The EU is expected to introduce measures to counter US sanctions on Iran and cancel out the impact they might have on European businesses.

Earlier this week, US President Donald Trump announced his intention to re-impose economic sanctions on Iran and withdraw from the Joint Comprehensive Plan of Action (JCPoA), an agreement which curbed the country’s ability to develop nuclear weapons. However, EU leaders have announced they will counter US sanctions on Iran in the hopes of keeping the agreement in place.

Trump’s decision has been widely criticised across Europe over the past week, with leaders from Germany, France and the UK – the three European signatories of the JCPoA – condemning the move and insisting that they want the agreement to remain in place.
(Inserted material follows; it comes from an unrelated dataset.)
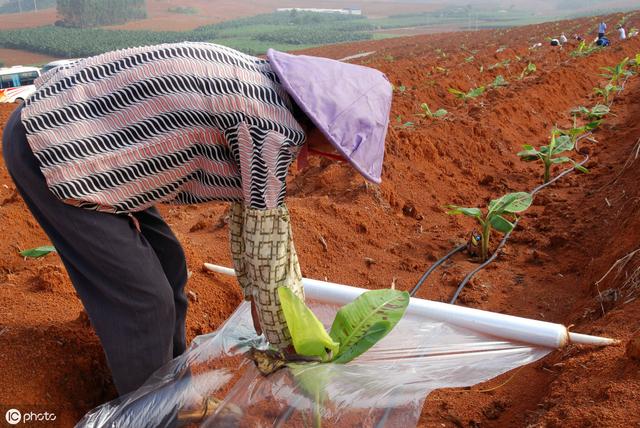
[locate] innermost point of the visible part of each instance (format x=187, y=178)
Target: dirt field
x=572, y=235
This latest announcement seeks to mitigate the economic outcomes of the US sanctions as a means of keeping the deal in place.

What have EU leaders said?

French finance minister Bruno Le Maire warned that the US’ move could lead to a strong backlash in Europe, counter to the expectation that Europe would side with its transatlantic ally. The Guardian reports that Le Maire warned of a need to “defend our European economic sovereignty,” in response to Trump’s comments that those who continue to do business with Iran could also face sanctions.

Later this month, Le Maire will meet with British and German counterparts to discuss policy options to counter US sanctions on Iran. The US has said that businesses will have up to three months to wind down their business dealings with Iran, while the sanctions will be rolled out over the next six months.

Divisions between the US and the EU have escalated since Trump announced steep new tariffs on steel and aluminium, with fears growing over a potential trade war. Troubles in the relationship between the two world powers have extended beyond trade, with German Chancellor Angela Merkel saying yesterday that Europe could no longer rely on the US to ‘protect’ the bloc.